Sectional Warping: A method for winding a warp used for long warps for production weaving. Warp is wound onto spools or cones, one for each end in a section of one or two inches. These warps are wound into the first section through a tension box. The warp is cut and then the next section is wound.
Sett (also epi / ‘ends per inch’): The number of warp threads per inch.
Sleying: Passing the warp ends through the dents in the reed.
Threading (drawing in): Drawing the warp threads through the eyes of the heddles.
Thrums: Unwoven warp left when the last woven piece is cut from the loom. It is called loom waste when planning warps.
Tie-up: The tying or connecting of cords to parts of the loom to hang the shafts, lamms and/or treadles.
Warp: Threads running the length of the loom across which threads are woven.
Weft (filling): Threads which are woven crosswise to the warp to form the web.

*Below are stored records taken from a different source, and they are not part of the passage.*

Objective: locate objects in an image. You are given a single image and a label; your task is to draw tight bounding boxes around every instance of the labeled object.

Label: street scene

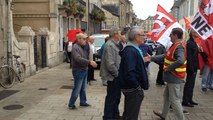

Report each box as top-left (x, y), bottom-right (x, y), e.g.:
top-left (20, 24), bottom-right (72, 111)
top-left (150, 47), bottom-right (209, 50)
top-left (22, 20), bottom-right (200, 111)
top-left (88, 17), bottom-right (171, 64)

top-left (0, 0), bottom-right (213, 120)
top-left (0, 63), bottom-right (213, 120)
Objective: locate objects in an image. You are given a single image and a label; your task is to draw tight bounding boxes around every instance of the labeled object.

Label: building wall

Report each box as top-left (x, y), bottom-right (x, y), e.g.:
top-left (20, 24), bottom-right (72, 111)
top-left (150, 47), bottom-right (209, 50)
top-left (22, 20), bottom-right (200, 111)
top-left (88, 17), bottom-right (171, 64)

top-left (142, 17), bottom-right (154, 33)
top-left (13, 0), bottom-right (63, 67)
top-left (103, 9), bottom-right (119, 29)
top-left (13, 0), bottom-right (50, 34)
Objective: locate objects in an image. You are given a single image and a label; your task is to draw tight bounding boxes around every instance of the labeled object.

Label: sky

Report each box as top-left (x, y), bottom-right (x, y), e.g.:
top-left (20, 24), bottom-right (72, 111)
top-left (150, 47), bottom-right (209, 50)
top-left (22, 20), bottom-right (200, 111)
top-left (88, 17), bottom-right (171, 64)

top-left (130, 0), bottom-right (174, 20)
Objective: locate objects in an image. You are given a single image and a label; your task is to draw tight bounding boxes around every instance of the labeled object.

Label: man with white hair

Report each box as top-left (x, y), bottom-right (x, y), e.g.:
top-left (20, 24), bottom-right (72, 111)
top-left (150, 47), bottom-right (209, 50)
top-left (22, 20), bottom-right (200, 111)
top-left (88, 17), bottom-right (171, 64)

top-left (87, 36), bottom-right (97, 85)
top-left (118, 27), bottom-right (149, 120)
top-left (68, 33), bottom-right (97, 109)
top-left (100, 28), bottom-right (121, 120)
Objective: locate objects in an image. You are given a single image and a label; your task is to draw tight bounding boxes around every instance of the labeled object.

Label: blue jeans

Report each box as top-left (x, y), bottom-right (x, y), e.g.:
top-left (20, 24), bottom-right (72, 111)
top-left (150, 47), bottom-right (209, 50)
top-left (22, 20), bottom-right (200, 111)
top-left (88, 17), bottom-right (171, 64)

top-left (103, 79), bottom-right (121, 120)
top-left (69, 69), bottom-right (87, 107)
top-left (201, 64), bottom-right (213, 88)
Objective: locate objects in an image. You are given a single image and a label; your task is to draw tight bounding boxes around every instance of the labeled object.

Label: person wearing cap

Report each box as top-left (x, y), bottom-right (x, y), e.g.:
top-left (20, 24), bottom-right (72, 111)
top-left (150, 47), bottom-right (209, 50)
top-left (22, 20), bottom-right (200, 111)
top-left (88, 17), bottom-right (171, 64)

top-left (100, 28), bottom-right (121, 120)
top-left (150, 28), bottom-right (186, 120)
top-left (68, 33), bottom-right (97, 109)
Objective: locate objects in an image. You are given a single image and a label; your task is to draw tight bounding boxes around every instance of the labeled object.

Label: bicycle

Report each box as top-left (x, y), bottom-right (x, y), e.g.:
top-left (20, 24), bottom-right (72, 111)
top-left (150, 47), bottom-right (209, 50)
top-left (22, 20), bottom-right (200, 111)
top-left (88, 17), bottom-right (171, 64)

top-left (0, 55), bottom-right (25, 89)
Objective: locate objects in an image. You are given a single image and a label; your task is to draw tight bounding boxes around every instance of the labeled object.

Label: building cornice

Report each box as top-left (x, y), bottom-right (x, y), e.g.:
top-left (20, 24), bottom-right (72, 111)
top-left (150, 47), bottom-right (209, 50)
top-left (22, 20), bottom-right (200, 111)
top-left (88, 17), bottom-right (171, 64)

top-left (13, 13), bottom-right (57, 18)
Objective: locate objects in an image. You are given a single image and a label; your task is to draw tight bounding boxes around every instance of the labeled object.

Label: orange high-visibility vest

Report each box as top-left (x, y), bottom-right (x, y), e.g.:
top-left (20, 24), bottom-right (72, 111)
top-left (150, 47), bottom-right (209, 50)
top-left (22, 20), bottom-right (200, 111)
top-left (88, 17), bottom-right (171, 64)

top-left (164, 42), bottom-right (186, 80)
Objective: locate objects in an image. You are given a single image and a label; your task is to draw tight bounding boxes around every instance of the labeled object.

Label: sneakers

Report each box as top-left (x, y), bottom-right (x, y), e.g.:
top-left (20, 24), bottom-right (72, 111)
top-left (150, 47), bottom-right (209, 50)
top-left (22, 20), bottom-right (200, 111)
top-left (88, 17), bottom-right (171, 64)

top-left (68, 105), bottom-right (77, 110)
top-left (153, 110), bottom-right (166, 120)
top-left (183, 110), bottom-right (189, 115)
top-left (80, 103), bottom-right (91, 107)
top-left (201, 88), bottom-right (207, 92)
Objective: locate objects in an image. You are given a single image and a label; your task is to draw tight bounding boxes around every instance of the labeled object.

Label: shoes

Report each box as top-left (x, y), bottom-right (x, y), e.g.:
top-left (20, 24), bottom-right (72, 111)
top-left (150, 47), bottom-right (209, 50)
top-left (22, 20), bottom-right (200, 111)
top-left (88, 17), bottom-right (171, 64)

top-left (80, 103), bottom-right (91, 107)
top-left (209, 88), bottom-right (213, 91)
top-left (91, 79), bottom-right (97, 81)
top-left (182, 102), bottom-right (194, 107)
top-left (153, 110), bottom-right (165, 120)
top-left (68, 105), bottom-right (77, 110)
top-left (113, 115), bottom-right (123, 120)
top-left (189, 101), bottom-right (198, 105)
top-left (183, 110), bottom-right (189, 115)
top-left (201, 88), bottom-right (207, 92)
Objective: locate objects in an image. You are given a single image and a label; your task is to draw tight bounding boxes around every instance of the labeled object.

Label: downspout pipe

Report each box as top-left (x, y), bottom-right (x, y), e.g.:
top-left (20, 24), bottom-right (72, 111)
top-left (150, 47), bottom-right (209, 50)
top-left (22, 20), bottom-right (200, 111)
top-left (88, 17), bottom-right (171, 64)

top-left (7, 0), bottom-right (13, 66)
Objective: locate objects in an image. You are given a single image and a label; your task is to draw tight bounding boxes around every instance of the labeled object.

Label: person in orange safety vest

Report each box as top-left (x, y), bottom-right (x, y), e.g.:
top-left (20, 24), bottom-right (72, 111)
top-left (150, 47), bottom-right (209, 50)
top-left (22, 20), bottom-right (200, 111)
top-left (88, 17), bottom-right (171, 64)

top-left (150, 28), bottom-right (186, 120)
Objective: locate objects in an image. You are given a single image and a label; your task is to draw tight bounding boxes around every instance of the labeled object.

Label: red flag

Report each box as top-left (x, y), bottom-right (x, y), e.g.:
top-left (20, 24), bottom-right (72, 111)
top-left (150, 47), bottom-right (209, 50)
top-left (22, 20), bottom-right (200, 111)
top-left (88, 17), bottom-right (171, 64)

top-left (199, 0), bottom-right (213, 27)
top-left (183, 16), bottom-right (191, 30)
top-left (151, 5), bottom-right (183, 48)
top-left (67, 29), bottom-right (81, 42)
top-left (191, 0), bottom-right (213, 40)
top-left (146, 31), bottom-right (152, 37)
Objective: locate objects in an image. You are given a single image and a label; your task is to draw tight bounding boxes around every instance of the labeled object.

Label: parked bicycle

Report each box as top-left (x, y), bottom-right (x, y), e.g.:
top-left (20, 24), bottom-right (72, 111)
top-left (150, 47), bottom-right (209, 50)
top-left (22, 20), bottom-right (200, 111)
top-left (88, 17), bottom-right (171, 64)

top-left (0, 55), bottom-right (25, 89)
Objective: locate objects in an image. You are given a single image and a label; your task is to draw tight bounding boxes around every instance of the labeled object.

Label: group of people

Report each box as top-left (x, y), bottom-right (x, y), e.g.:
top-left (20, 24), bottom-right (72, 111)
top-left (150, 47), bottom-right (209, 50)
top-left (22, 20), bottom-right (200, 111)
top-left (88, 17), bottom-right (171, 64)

top-left (65, 27), bottom-right (213, 120)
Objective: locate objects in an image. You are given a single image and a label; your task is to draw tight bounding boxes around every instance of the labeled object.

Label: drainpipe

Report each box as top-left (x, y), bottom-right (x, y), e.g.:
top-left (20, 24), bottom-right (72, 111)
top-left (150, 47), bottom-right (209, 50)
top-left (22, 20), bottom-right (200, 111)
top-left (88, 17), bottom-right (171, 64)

top-left (86, 0), bottom-right (90, 35)
top-left (7, 0), bottom-right (13, 66)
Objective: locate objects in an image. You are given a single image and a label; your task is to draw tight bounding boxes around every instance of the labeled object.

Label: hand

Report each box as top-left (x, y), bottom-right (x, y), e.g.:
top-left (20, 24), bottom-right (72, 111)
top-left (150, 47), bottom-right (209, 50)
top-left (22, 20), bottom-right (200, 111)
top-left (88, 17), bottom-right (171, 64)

top-left (89, 61), bottom-right (98, 68)
top-left (143, 54), bottom-right (151, 62)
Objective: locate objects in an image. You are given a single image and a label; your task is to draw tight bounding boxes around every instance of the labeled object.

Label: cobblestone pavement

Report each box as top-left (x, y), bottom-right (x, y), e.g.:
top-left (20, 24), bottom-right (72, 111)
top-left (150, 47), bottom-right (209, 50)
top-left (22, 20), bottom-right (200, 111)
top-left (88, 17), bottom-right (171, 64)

top-left (0, 63), bottom-right (213, 120)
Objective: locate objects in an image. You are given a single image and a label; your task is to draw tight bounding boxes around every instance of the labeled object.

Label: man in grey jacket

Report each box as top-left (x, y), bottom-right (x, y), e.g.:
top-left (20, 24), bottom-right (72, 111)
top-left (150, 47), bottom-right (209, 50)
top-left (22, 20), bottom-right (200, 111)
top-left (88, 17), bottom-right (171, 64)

top-left (151, 28), bottom-right (186, 120)
top-left (100, 28), bottom-right (121, 120)
top-left (68, 33), bottom-right (97, 109)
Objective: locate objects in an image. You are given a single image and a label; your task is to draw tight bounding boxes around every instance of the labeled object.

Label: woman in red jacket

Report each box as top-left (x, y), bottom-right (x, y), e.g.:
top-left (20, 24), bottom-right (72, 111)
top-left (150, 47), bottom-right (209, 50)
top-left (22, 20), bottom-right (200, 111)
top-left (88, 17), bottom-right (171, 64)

top-left (201, 36), bottom-right (213, 92)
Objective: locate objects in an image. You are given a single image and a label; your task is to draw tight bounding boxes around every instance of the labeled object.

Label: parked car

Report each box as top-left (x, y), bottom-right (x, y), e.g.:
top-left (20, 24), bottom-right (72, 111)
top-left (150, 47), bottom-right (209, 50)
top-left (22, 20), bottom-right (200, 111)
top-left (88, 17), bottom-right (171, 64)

top-left (93, 34), bottom-right (109, 68)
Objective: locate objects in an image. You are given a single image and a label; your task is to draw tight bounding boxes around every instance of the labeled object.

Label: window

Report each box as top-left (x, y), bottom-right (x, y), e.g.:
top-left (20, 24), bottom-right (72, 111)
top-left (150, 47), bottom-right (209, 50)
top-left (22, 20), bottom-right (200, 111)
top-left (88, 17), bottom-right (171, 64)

top-left (190, 0), bottom-right (194, 16)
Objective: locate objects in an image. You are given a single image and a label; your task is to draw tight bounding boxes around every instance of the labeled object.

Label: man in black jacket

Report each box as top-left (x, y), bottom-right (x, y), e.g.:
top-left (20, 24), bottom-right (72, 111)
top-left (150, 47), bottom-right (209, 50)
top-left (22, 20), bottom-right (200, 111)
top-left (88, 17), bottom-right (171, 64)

top-left (182, 30), bottom-right (199, 107)
top-left (118, 28), bottom-right (149, 120)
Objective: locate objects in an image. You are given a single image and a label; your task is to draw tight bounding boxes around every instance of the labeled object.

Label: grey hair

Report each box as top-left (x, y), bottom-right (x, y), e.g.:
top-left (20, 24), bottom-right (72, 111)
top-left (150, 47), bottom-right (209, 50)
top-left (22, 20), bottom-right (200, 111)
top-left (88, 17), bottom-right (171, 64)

top-left (128, 26), bottom-right (143, 41)
top-left (109, 28), bottom-right (120, 37)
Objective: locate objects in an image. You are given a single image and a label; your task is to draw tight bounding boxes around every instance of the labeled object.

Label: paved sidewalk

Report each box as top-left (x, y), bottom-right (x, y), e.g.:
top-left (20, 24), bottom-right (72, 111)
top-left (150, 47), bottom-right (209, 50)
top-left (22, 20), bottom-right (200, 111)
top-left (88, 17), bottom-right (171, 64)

top-left (0, 63), bottom-right (213, 120)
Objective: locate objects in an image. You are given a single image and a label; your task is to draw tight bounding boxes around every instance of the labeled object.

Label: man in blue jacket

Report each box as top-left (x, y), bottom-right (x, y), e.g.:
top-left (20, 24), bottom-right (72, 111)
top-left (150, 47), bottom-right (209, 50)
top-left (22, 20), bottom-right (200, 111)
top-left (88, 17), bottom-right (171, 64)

top-left (119, 27), bottom-right (149, 120)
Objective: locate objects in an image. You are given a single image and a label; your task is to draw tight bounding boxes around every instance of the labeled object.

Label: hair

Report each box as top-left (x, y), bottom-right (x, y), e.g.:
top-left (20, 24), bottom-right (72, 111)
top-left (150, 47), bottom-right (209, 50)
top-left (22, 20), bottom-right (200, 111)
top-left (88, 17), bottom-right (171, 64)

top-left (89, 35), bottom-right (95, 39)
top-left (172, 28), bottom-right (183, 39)
top-left (109, 28), bottom-right (120, 37)
top-left (76, 33), bottom-right (87, 40)
top-left (81, 28), bottom-right (86, 32)
top-left (128, 26), bottom-right (143, 41)
top-left (105, 37), bottom-right (109, 43)
top-left (121, 31), bottom-right (126, 35)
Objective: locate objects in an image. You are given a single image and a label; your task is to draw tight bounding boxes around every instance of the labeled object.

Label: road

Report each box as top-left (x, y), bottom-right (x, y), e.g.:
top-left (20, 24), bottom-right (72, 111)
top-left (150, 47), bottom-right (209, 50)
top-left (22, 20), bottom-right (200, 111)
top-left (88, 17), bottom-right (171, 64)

top-left (0, 63), bottom-right (213, 120)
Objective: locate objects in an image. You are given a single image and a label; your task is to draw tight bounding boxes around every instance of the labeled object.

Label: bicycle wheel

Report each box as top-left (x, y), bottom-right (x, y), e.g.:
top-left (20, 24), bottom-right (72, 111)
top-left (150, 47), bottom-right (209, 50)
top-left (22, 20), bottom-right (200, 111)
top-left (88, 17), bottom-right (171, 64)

top-left (17, 63), bottom-right (25, 82)
top-left (0, 66), bottom-right (15, 89)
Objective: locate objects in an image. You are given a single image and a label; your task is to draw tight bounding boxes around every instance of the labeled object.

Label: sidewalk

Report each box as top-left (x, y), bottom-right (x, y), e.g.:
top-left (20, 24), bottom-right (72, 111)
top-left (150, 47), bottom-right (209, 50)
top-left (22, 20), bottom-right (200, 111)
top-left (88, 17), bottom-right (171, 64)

top-left (0, 63), bottom-right (213, 120)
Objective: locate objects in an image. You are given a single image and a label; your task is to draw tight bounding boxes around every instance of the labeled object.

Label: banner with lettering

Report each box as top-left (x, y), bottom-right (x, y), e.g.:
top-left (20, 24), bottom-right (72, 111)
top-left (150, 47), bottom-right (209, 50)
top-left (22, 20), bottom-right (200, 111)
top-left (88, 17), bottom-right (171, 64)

top-left (191, 0), bottom-right (213, 40)
top-left (151, 5), bottom-right (183, 48)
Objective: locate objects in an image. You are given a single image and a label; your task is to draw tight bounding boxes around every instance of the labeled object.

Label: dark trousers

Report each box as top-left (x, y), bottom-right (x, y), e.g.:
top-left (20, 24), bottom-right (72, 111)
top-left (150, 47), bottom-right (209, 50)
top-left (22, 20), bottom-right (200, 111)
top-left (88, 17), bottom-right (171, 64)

top-left (123, 89), bottom-right (144, 120)
top-left (156, 64), bottom-right (164, 85)
top-left (183, 71), bottom-right (197, 103)
top-left (87, 65), bottom-right (94, 82)
top-left (103, 79), bottom-right (121, 120)
top-left (67, 52), bottom-right (72, 68)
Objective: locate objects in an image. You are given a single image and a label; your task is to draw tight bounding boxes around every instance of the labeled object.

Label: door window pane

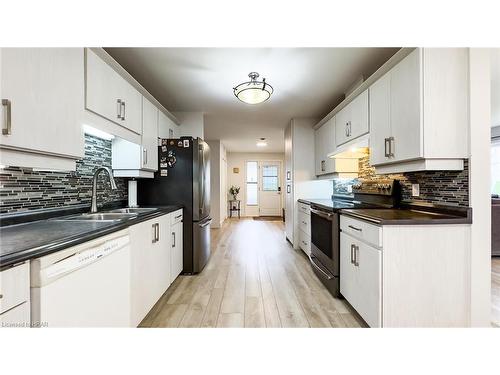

Advancing the warp: Releasing the pawl on the ratchet on the warp beam and winding some of the woven cloth onto the cloth beam.
Balanced Weave: A fabric with the same number of wefts per inch as warps per inch.
Bubbling: Allowing some looseness in the weft to provide the extra length needed for the weft to be beaten in without causing draw-in.
Changing the shed: Lifting the foot and placing it on a different treadle to cause a different shed to be formed.
Draw-in: The narrowing of the weaving at the selvages due to the natural shrinking of the web. Excessive draw-in is caused from the weft being too tight.
EPI: Ends per inch, or the number of warps per inch.
Fell: The edge of the weaving where the last weft has been beaten in.
Finishing: The final treatments of the woven piece such as washing, fulling or pressing.
Heading: The first weaving of waste thread which will be discarded. In rug weaving, tapestry and some placemats, it is the first few wefts which strengthen the edge.
Inlay: Inlay, also known as laid-in or brocading, is when designs are created on a plain woven fabric by use of a second or supplementary weft. Discontinuous inlay is when the supplemental weft is used in certain areas only, and continuous inlay is when the supplemental weft moves across the cloth from selvage to selvage (pick-up weaves).
One shuttle weave: A weave which is woven with one shuttle, allowing the weaver to develop a rhythm of movement as the shuttle does not have to be set down between shots.
Opposites: A treadling sequence where one weft shot is followed by treadling the opposite shed. The opposite of 2 3 is 1 4.
Pattern Weave: A weave which requires two shuttles, two wefts, and often different colors or threads. The pattern is usually threaded or treadled differently from plain weave.
PPI: Picks per inch, or the number of wefts per inch.
Selvage: The woven edge of a fabric.
Selvage Loops: The extensions of the weft beyond the selvage from the weft tension being too loose.
Shed: The opening created on a loom where the weft passes.
Shot (pick): A single pass of weft through the shed.
Tabby: Plain weave and ground weave for a pattern weave.